Kunsthaus Bregenz

Summer Academy

07 Jul - 14 Oct 2012

SUMMER ACADEMY
Art and the Critique of Ideology after 89
7 July - 14 October 2012

One of the KUB Arena’s particular qualities is its repeated use of formats that question and extend the scope of traditional exhibition presentations. In its summer program this year the KUB Arena dedicates itself more clearly than ever to artistic research and knowledge production. In collaboration with the renowned Institute for Art Theory and Cultural Studies of the Academy of Fine Arts Vienna as well as the author und theoretician Max Jorge Hinderer Cruz, the KUB Arena will question present-day »ideological constellations« and subject them to up-to-the-minute discussion. Following a one-week lecture seminar with students and a conference with international guests in Bregenz an extensive collection of essays will appear in the KUB Arena publications series to bring together the results of the gathering.

We are particularly interested in the development of critique inside and outside of the art field and in aesthetic theory in an increasingly globalized world after the end of the Cold War. A tendency toward political critique has been discernible in the world of art since the 1990s and over the past fifteen years has been increasingly articulated in the institutional context. It is a development found not only at conceptually curated biennales and contemporary art museums but increasingly in the world of art galleries and on the art market. One sees here that the »critique of social conditions« is not only tolerated but that it also satisfies a demand. In this spirit the KUB Arena project devotes itself to analyzing the self-conception of society underlying art production and the various interests at the heart of the post-1989 art world.

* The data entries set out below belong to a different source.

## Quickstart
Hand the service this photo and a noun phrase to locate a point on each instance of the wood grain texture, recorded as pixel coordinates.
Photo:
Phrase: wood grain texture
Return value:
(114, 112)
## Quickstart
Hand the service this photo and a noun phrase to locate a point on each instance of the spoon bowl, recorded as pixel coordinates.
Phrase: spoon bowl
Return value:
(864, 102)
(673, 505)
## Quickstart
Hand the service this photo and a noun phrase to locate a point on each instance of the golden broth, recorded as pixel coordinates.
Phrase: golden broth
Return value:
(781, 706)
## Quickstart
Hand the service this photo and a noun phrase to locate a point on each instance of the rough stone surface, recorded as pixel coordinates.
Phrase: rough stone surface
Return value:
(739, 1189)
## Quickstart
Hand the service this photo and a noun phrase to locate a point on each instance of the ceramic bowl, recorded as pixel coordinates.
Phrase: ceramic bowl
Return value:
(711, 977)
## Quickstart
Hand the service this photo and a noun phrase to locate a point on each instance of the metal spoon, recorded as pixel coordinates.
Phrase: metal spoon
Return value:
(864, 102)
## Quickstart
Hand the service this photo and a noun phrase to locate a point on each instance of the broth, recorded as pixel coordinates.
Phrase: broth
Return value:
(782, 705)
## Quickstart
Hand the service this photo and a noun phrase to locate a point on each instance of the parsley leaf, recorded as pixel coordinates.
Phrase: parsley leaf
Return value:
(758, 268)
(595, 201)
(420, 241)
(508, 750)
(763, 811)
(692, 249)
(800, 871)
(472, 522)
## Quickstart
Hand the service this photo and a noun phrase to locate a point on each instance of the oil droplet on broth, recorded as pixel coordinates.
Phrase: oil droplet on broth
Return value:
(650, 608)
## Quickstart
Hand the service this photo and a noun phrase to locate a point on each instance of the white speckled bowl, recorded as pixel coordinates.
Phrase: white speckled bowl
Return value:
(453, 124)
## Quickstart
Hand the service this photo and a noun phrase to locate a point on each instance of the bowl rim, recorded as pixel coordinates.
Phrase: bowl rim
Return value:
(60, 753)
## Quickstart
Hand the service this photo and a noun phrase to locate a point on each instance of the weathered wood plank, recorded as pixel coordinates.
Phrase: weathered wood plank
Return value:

The epochal turning point of 1989/91 also marks the proclaimed »end of ideology«—after the so-called clash of ideologies came to an end, not only was the notion of a social reality based on complex ideas declared obsolete (»social market economy« and »socialism«), it was also claimed that »reality« is accessible in an unobstructed and unbiased way. Simultaneously, theoretical approaches, such as critical theory, which until this point saw their task in the critique of ideology and had attributed a special role therein to art, lost a great deal of their academic and discursive influence.

The project Art and the Critique of Ideology after 89 reconstructs the critique of ideology in its central texts since 1968 and examines its role both within and outside of the sphere of art after the »historic freeze« of 1989/91.

Precisely in respect of art the question arises as to what extent new formulations of ideology-critical positions were elaborated in the 1990s—e.g. through exhibitions such as the 3rd Havana Biennale 1989, documenta X 1997, Kassel, Global Conceptualism: Points of Origin 1999, New York and elsewhere, and documenta11 2002, Kassel—and how it was possible for these to become transformed, contrary to their intent, into a fetishized »art business as usual« object.